We will write comprehensively about the new public charge rule in the near future. Below, we list some of the key points of the rule which applicants who are subject to the public charge ground of inadmissibility must be aware of going forward.

  • The new public rule only applies to applications filed on or after February 24, 2020. Thus, applications that were properly filed before February 24, 2020, are not affected by the new public charge final rule. They will continue to be governed by prior public charge guidance [see article]. The USCIS is treating all references to “October 15, 2019” in the public charge rule, the originally intended effective date, as if they refer to “February 24, 2020.”
  • For those who are subject to the new public charge rule, the USCIS will not consider, and applicants and petitioners do not need to report, “the application for, certification or approval to receive, or receipt of certain previously excluded non-cash public benefits (such as SNAP, most forms of Medicaid, and public housing) before February 24, 2020.” The USCIS will also not consider the receipt of previously included public benefits before February 24, 2020, as a heavily-weighted negative factor in the public charge determination.
  • Extension of stay and change of nonimmigrant status applicants need not report affected public benefits received before February 24, 2020.
  • The new public charge rule does not apply to deportability on public charge grounds, which we discuss in a separate article [see article].
  • The new public charge rule defines the term “public charge” as an alien who has received one or more public benefits, as defined in the final rule, for more than 12 months within any 36 month period. The 12 months are counted cumulatively, and thus need not be consecutive.
  • The public charge rule defines the term “public benefits” as including any cash benefits for income maintenance, Supplemental Security income, Temporary Assistance to Needy Families, Supplemental Nutrition Assistance Program, most forms of Medicaid, and certain housing programs.
  • Adjustment of status applicants who are subject to the new public charge rule must file the new Form I-944, Declaration of Self-Sufficiency, when they file their Form I-485, Application to Register Permanent Residence or Adjust Status.
  • Applicants and petitioners filing on or after February 24, 2020, must use the updated versions of USCIS forms affected by the public charge final rule.
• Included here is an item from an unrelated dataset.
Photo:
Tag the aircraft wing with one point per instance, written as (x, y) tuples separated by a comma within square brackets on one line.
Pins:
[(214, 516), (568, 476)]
Using a prior edition of one of the forms will result in the denial of the application. We list the forms affected by the rule in a separate post [see blog].

The new public charge rule is a significant development in immigration law, creating a higher burden for family-sponsored cases and other cases where the public charge ground of inadmissibility is relevant. Petitioners and applicants should consult with an experienced immigration attorney for case-specific guidance on the effect of the new rule on their cases. We will update the site with comprehensive information about the new public charge rule in the near future.

Please visit the nyc immigration lawyers website for further information. The Law Offices of Grinberg & Segal, PLLC focuses vast segment of its practice on immigration law. This steadfast dedication has resulted in thousands of immigrants throughout the United States.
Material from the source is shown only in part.